Dalla silloge di Mario Quattrucci “tre poemetti in forma di prosa” emme qu copicad 2012, estraiamo la poesia “La flagellazione” – che è parte di un poemetto intitolato “Una cronaca”* dedicato a Gramsci o piuttosto all’incontro/rapporto con Gramsci. Oggetto della poesia è il quadro “La flagellazione” di Piero della Francesca che ci sembra ripercorrere il trauma causato dallo iato tra rappresentazione e realtà storica, dove tale discontinuità è accentuata dal fatto che vi si adagia lo sguardo del poeta, il quale deforma la trama del senso come appunto farebbe un trapezista che sia sceso sulla rete di sicurezza per raggiungere il suolo.
Nel quadro confliggono una ragione che tutto vuole ordinare e spiegare, e che viene identificata nella calibratissima struttura architettonica che separa eppure connette i personaggi presenti nel quadro, e le motivazioni dell’uomo flagellato “d’altra fonte illuminato”. Dunque l’ordine astratto, il potere sub specie aeternitatis, che viene a collidere col tempo storico e con le ragioni del cuore. Punto cardine intorno a cui la poesia si snoda è il giovane a piedi scalzi. Alcuni storici credono di poterlo identificare in Oddantonio, il fratellastro e predecessore di Federico da Montefeltro, il quale verrà ucciso in una congiura a diciassette anni e il poeta, sebbene si senta stanco e invecchiato, si rispecchia nella sua eterna giovinezza fino a identificarsi, azzerando qualsiasi distanza temporale, e ponendo tutti i rappresentati e se stesso su un medesimo piano, in un medesimo spazio.

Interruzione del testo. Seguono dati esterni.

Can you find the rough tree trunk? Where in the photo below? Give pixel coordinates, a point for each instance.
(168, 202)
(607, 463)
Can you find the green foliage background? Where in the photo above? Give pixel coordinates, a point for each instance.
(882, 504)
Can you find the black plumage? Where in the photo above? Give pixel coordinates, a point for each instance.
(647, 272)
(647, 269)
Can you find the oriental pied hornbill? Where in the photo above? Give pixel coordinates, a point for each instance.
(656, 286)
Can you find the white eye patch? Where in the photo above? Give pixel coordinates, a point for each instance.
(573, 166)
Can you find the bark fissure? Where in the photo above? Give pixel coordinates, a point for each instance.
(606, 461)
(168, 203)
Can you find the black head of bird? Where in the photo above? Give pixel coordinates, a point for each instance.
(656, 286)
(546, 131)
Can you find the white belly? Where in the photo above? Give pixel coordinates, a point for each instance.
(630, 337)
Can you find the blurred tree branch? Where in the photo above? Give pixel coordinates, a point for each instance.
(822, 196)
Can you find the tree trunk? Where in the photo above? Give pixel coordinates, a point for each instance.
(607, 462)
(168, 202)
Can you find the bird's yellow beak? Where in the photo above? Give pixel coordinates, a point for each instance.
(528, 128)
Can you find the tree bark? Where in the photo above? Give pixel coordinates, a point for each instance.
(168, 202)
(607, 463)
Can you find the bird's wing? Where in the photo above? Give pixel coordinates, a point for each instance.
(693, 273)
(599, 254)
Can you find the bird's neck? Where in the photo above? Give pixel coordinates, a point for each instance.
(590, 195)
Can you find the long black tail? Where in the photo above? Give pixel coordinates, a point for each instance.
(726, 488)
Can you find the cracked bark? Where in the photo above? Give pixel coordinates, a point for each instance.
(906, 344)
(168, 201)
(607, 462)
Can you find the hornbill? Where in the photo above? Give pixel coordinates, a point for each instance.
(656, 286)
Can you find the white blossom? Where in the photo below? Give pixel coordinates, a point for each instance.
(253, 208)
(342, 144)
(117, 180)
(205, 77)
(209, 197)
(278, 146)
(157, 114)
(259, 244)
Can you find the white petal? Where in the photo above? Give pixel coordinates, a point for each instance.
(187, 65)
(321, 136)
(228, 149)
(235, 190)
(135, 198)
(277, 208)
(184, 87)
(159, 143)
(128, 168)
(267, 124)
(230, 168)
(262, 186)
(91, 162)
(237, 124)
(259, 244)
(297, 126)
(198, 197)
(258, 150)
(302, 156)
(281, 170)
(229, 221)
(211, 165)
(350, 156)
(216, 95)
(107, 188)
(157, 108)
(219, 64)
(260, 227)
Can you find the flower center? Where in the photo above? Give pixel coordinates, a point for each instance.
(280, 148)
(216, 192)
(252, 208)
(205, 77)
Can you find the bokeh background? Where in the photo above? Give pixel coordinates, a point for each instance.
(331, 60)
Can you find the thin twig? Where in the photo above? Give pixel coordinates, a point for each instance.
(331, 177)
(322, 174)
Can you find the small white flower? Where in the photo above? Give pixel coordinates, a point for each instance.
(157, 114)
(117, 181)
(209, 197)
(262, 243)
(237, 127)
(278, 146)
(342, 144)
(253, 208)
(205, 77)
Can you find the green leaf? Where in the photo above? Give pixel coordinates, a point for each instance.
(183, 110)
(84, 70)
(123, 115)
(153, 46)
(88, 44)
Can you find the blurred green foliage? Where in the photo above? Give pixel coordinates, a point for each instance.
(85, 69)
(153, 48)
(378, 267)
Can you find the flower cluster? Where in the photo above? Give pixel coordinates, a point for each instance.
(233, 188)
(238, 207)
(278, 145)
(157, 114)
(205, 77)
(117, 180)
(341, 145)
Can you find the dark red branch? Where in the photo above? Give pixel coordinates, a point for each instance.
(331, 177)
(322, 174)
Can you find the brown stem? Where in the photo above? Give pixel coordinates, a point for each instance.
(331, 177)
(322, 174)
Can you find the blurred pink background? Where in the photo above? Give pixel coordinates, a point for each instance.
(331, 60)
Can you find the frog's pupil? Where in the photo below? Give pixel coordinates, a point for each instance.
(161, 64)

La triangolazione con il personaggio seduto sul lato sinistro della scena, il quale sta guardando verso un punto esterno al quadro, consente al poeta di rilanciare la questione irrisolta/irrisolvibile di un fruitore che, pur irrimediabilmente esterno alle vicende rappresentate, le sente come che se il tempo si fosse contratto sulla superficie del quadro, e lui vi fosse rimasto invischiato, irretito e costretto da questa non usuale collocazione a interrogarsi sul suo tempo attuale. Va da sé che l’interrogazione nata da un’identificazione così appassionata e insolita resti enigmatica ed è sicuramente questo il viatico migliore per porsi dinanzi all’arte senza rinchiudersi in nessuna definizione concettuale, come Quattrucci ci consegna con ineguagliabile saggezza.
*Segnaliamo che il poemetto “Una cronaca” è presente nel volume “Da una lingua marginale” Robin Edizioni
La flagellazione
convenerunt in unum. E da lì discosto
– serrato in bianche architetture in ferree
prospettive vincoli solenni multipli
della ragione architettante al centro
del palazzo innanzi al trono indifferente
complice al mandante ignoto (ma
ne conosci le vesti il portamento ) sotto
al braccio dell’idolo (proteso
l’ideologico braccio il globo nella mano)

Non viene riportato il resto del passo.